I realize that my concern is arcing out through my circles of intimacy. Close-in I connect with Gisela, her daughter, my children and grandchildren. Then we are connecting with as a small firm, the Grove—in what may be the last face-to-face meeting in a while and then again frequently on Zoom and Slack. The three zoom calls I mentioned were larger circles and networks. And Gisela and I are calling the GLEN community to gather. A lot of these communications are sharing heart space—listening, empathizing—not problem solving yet.
But my mind is also going. It’s my traditional response to crisis. The Grove is reaching out to our clients to let them know we are ready to help with our extensive on-line experience. I’m accepting the prevailing story that— “flattening the curve of growth through social distancing” so health care facilities can prepare and keep up. I’m aware that much of our traditional client world is going to be working virtually for a few weeks and months. We are designing new offerings. (So are most of the consultants we know).
But some other new awareness is creeping in. I notice that paradoxically “distancing” in Italy has led to thousands singing to each other every noon and evening from their balconies! I’m noticing some people reporting unusually deep feelings on connection on Zoom even though everyone agrees virtual work isn’t nearly as engaging as face-to-face. But I know that audio is quite intimate. And I’m thinking a lot about the very interesting fact that everyone is vulnerable, no matter what age, creed, socio-economic status, or affiliation you have. Has there been an event like this that is so universal? Even the political parties managed to put their media-managed professional wrestling matches aside to pass an emergency measures bill. Even our neighbors are having a zoom conference to see what we need from each other and are especially open as we walk the dog.

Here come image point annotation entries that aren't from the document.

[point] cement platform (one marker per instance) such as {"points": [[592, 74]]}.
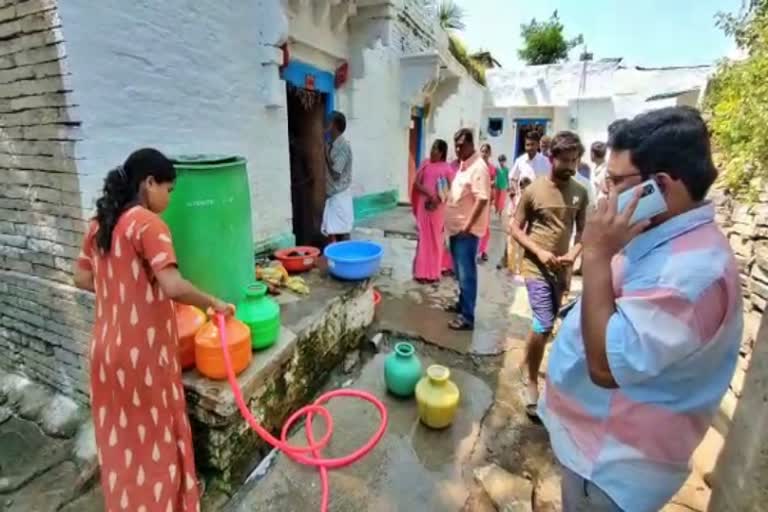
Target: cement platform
{"points": [[317, 332]]}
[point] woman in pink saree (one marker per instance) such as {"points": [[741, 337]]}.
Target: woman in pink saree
{"points": [[428, 208]]}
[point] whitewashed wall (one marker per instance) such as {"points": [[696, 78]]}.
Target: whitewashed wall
{"points": [[592, 119], [457, 103], [185, 77], [377, 126]]}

I can see how my attention is already moving to the hopeful even as I worry. “Can I work from home tomorrow?” my assistant asks. “I don’t want to use public transit.” “Of course,” I respond. What will it be like in three weeks?
We are all at the early blooming of this crisis. It won’t touch me, my mind says. I’m healthy my mind says. I know how to work virtually my business sense says.
Yet I feel the deep upset in my body, spreading like the dark clouds from Mordor in Lord of the Rings. Can I shake your hand? Are visitors leaving something on the doorknob? If I, a pretty trusting person not in a COVID-19 hot spot am feeling this way, what is happening elsewhere?
So, I don’t have seven answers. But I do feel myself being called to be as grounded, open, connecting, and ready to respond as I possibly can be. I’m calling my children. We’re organizing meetups on-line. We are ready to help with virtual meetings. And I’m asking for guidance and saying open to the light. I’m practicing holding all of our planet in the light.